Genentech doesn't have data on survival rates for these women, but in its clinical trials, the South San Francisco-based company reported that women who were treated with conventional chemotherapy and Herceptin lived nearly five months longer than women who were given only chemotherapy.
Now, Genentech is in final-phase tests to prove that the compound is effective in halting breast cancer at earlier stages as well -- before the disease has spread to other organs. In the just-concluded experiment, cancer recurred within four years in just 15% of women treated with chemotherapy and Herceptin -- half the rate of women who received only chemotherapy.
Donna Henagin is one of the survivors. An operating engineer who runs cranes and other heavy equipment at construction sites in New York City, Henagin comes from a family with a history of breast cancer. Her mother underwent a mastectomy 12 years ago, and Henagin's aunt, her mother's sister, recently went through a course of radiation treatment after detecting a lump in one of her breasts.
Henagin was diagnosed with breast cancer four and a half years ago, when she was 37. A biopsy test, developed by Abbott Laboratories (ABT ) and now routinely given at many hospitals, showed her to be HER2 positive.
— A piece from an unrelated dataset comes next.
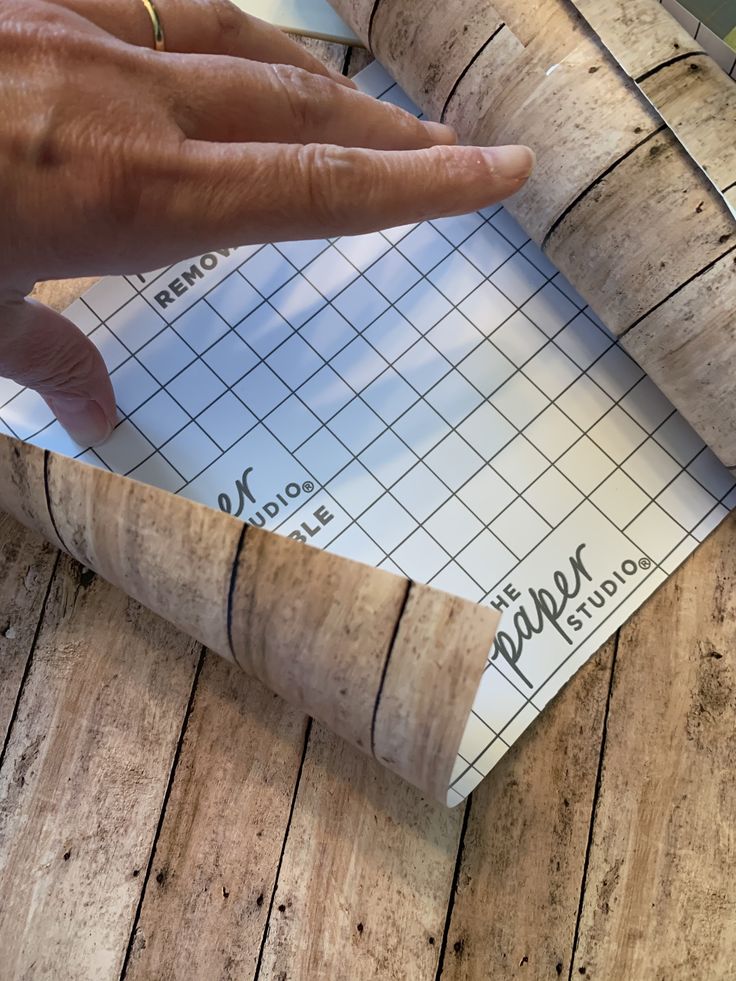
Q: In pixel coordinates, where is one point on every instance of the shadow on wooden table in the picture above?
(163, 816)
In June, 2001, she underwent 10 hours of surgery at Memorial Sloan-Kettering Cancer Center to remove her right breast and two dozen cancerous lymph nodes and to construct a new breast. She then began conventional chemotherapy.
After six months, she moved on to infusions of Herceptin every third Thursday for a year as part of Genentech's Phase III clinical trial. The treatment typically goes for $38,400, though in Henagin's case it was covered as part of the experiment.
With chemotherapy alone, Henagin says, doctors put her chances of living five years at 35% to 40%. By adding Herceptin to the treatment, they predicted her odds would improve to 50-50.
The compound actually snuggles into a tumor cell's surface. By doing this, it can drive the HER2 genes back inside. That effectively halts the cancer because without these external signposts, the cells no longer get a signal to multiply.
By planting itself on the tumor cell's exterior, Herceptin also paints each cancer cell with a bull's eye, spurring the body's immune system to attack and kill these cells as invaders. In addition, Herceptin hinders cancer cells from repairing themselves when they've been poisoned by chemotherapy, making that treatment more potent.
Today, Henagin says she feels fantastic. "I wasn't going to let this slow me down," she says. She worked throughout the therapy and recalls feeling no ill effects from Herceptin.
Better yet, her doctors have found no signs of cancer. "You cannot predict the future," says Dr. Andrew D. Seidman, her attending physician. "But so far, it has been a happy story for Donna."
Henagin's story also shows a shortcoming of predictive medicine, however. She has a 21-year-old daughter who already has been treated for thyroid cancer and, given the family history, may be likely to develop breast cancer before she turns 30.
Yet the daughter has held off on preventative treatment. The HER2 screening can be done only on cancerous tissue, since the marker isn't present in normal cells.
There are tests that can detect other biomarkers that predispose women to breast cancer, BRCA1 and BRCA2, but the options for those who test positive are a five-year course of tamoxifen or a preemptive mastectomy.
And those screenings cannot foretell all cancers. So Henagin's daughter goes in for more-frequent exams, and the family keeps their fingers crossed.